Nell’intervallo Abate ritorna sulle decisioni iniziali e con gli ingressi di Dalle Mura e Leone per i deludenti Kassama e Zeroli fornisce la svolta alla partita, che in effetti cambia completamente volto. Leone si eleva a grande protagonista prima finalizzando una splendida azione di Cacciamani in area, battendo il portiere da posizione centrale e poi fornendo un cioccolatino per la testa di Carissoni, che porta in vantaggio uno Stabia, dominante nel secondo tempo. Ci sono anche i cambi di Dionisi, alcuni forzati per l’infortunio di Elia, altri tattici come l’inserimento di Popov in attacco al posto di Fila, ma anche Abate fa entrare prima Okoro al posto di Burnete e poi Maistro per un vivace Gabrielloni, che conferma quanto di buono fatto vedere nella gara interna con il Padova. Maistro è utile, non solo per la punizione dal limite, che impegna Fulignati, ma per la sua bravura a tenere palla in fase offensiva in un finale, nel quale l’Empoli prova a segnare il gol del pareggio.
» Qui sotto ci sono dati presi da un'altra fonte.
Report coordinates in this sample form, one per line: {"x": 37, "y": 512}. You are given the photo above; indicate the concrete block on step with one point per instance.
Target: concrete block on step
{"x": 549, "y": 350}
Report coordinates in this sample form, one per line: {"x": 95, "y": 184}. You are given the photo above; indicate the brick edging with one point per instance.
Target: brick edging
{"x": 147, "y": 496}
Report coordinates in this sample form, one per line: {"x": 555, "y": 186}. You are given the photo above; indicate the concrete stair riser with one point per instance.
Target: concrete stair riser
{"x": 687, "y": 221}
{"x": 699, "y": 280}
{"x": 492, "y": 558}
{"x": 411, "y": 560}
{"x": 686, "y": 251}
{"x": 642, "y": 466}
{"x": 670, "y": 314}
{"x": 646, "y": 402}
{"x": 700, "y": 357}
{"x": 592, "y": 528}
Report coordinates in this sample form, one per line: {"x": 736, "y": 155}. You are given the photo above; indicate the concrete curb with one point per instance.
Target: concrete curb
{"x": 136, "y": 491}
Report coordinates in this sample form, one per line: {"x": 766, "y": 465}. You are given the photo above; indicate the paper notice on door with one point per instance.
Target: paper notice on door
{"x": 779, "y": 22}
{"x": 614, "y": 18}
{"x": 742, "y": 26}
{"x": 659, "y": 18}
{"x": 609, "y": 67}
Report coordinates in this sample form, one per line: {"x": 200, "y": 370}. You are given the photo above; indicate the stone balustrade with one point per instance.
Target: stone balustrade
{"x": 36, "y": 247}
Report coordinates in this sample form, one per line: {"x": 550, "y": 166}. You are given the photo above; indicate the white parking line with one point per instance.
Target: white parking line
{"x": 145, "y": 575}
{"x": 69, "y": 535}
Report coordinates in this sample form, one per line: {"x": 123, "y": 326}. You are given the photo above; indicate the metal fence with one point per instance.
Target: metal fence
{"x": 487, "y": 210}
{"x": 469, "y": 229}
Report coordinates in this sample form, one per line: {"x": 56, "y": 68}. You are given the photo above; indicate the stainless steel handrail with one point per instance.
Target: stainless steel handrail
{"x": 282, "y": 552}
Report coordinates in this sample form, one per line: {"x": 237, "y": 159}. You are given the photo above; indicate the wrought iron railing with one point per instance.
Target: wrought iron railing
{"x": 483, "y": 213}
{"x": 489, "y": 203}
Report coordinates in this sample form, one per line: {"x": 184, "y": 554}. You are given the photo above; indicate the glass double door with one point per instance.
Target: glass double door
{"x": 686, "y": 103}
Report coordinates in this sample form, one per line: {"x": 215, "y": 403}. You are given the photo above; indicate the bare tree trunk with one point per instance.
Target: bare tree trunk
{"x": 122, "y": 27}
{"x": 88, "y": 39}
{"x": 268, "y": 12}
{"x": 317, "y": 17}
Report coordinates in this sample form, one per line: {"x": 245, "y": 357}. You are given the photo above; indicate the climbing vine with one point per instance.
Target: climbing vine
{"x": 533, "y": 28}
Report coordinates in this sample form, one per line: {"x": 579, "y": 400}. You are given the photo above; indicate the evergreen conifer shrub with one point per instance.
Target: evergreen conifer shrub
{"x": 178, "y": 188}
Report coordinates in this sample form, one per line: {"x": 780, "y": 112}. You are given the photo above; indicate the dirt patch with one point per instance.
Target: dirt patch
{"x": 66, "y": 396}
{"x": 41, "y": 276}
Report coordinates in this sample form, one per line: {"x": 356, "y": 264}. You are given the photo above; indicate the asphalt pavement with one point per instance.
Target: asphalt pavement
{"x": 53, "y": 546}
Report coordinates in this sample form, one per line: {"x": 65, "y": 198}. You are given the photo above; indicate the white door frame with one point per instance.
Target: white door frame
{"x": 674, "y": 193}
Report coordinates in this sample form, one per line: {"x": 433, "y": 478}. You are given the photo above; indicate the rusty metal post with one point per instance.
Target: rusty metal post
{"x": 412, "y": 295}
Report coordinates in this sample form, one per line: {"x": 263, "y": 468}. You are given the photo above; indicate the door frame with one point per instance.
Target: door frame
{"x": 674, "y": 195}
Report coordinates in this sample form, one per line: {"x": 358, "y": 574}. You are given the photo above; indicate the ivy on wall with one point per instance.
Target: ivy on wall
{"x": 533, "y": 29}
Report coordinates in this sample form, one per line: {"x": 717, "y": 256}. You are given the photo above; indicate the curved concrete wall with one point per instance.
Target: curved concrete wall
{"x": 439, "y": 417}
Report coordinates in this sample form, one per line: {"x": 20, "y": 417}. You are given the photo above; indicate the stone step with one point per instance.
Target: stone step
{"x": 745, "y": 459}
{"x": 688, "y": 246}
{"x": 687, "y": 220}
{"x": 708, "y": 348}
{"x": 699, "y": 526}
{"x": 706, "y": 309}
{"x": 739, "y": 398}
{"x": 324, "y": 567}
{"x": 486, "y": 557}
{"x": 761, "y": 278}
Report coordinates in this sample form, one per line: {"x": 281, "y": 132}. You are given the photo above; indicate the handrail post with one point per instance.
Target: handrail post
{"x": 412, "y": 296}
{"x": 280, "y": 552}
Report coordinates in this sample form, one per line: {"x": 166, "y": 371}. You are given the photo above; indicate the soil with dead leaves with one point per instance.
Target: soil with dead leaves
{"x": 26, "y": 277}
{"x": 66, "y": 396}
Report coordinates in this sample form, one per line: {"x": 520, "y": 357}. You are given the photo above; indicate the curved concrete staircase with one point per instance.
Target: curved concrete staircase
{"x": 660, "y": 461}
Il sostituto di Elia è l’unico che ci va vicino, ma Carissoni è bravo a respingere la sua conclusione e così nei minuti finali, nonostante un mezzo infortunio di Okoro, Abate fa entrare Ricciardi al posto di Cacciamani, autore di una splendida ripresa per le giocate in dribbling e di rifinitura e nel recupero lo Stabia riesce a contenere gli ultimi assalti, peraltro timidi, di un Empoli, che anche dopo l’esonero di Pagliuca, non riesce a risollevarsi da una posizione anonima di classifica.
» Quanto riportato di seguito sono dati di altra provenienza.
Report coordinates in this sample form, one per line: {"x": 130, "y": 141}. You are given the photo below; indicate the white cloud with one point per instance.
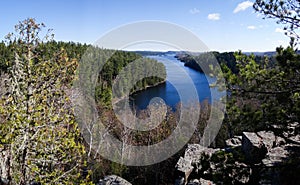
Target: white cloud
{"x": 251, "y": 27}
{"x": 194, "y": 11}
{"x": 214, "y": 16}
{"x": 243, "y": 6}
{"x": 279, "y": 30}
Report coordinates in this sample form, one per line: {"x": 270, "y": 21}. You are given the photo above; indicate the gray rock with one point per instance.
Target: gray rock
{"x": 200, "y": 182}
{"x": 241, "y": 173}
{"x": 274, "y": 156}
{"x": 179, "y": 181}
{"x": 253, "y": 147}
{"x": 294, "y": 139}
{"x": 268, "y": 138}
{"x": 279, "y": 141}
{"x": 234, "y": 142}
{"x": 192, "y": 155}
{"x": 113, "y": 180}
{"x": 206, "y": 182}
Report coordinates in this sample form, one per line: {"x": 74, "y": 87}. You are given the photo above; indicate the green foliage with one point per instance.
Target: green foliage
{"x": 39, "y": 127}
{"x": 286, "y": 12}
{"x": 261, "y": 94}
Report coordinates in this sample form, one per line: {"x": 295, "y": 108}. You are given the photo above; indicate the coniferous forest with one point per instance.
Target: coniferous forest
{"x": 42, "y": 142}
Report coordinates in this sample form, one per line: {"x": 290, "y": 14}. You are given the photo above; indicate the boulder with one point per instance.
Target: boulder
{"x": 268, "y": 138}
{"x": 113, "y": 180}
{"x": 192, "y": 156}
{"x": 200, "y": 182}
{"x": 279, "y": 141}
{"x": 274, "y": 156}
{"x": 236, "y": 141}
{"x": 253, "y": 147}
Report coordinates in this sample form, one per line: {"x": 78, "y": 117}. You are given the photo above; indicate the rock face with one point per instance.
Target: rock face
{"x": 236, "y": 141}
{"x": 200, "y": 162}
{"x": 253, "y": 158}
{"x": 113, "y": 180}
{"x": 253, "y": 147}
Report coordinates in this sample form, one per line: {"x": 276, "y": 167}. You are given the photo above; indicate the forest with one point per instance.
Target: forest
{"x": 41, "y": 139}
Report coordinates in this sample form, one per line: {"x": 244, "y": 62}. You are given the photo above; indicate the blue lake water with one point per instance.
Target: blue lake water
{"x": 183, "y": 85}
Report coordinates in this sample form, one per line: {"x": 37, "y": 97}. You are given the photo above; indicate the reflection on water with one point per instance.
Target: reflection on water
{"x": 183, "y": 85}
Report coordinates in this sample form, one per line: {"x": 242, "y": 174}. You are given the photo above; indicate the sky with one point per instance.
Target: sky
{"x": 222, "y": 25}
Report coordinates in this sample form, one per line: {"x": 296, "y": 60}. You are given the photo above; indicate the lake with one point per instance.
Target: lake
{"x": 183, "y": 84}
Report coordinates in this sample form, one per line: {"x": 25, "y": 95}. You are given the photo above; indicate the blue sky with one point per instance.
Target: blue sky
{"x": 223, "y": 25}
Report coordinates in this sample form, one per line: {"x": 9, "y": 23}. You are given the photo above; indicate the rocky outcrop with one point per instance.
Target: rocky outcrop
{"x": 253, "y": 158}
{"x": 201, "y": 163}
{"x": 236, "y": 141}
{"x": 113, "y": 180}
{"x": 253, "y": 147}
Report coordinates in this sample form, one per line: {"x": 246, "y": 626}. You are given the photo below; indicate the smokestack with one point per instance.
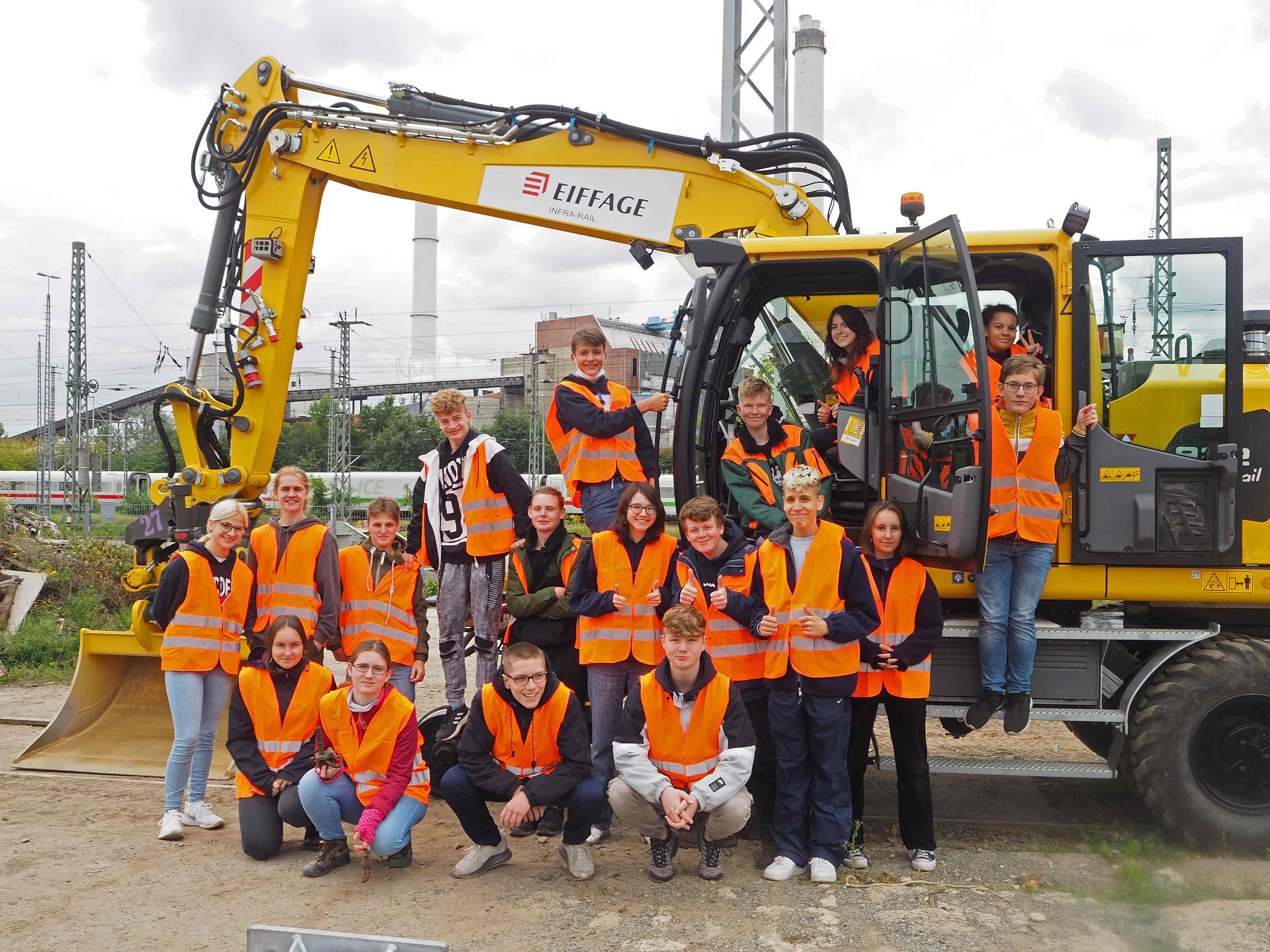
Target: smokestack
{"x": 809, "y": 87}
{"x": 423, "y": 294}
L’ultima vittoria dello Stabia al Castellani risaliva al 1995 in piena era Fiore con un gol di sedere di Bertuccelli, ma questa volta è stata molto più importante, perché si gioca in un momento della stagione di serie B, dove a salvezza quasi raggiunta, la squadra di Castellammare può avere estromesso pressoché definitivamente dalla zona play off una diretta concorrente. Abate è stato bravo a riscattare gli errori commessi nella gara al Menti contro il Padova e anche a risistemare la squadra dopo un primo tempo, nel quale l’impostazione di difesa e centrocampo non aveva convinto e ora può guardare alla trasferta di domenica pomeriggio contro la corazzata Monza in assoluta serenità, forte della sua consolidata posizione nelle parti nobili della classifica.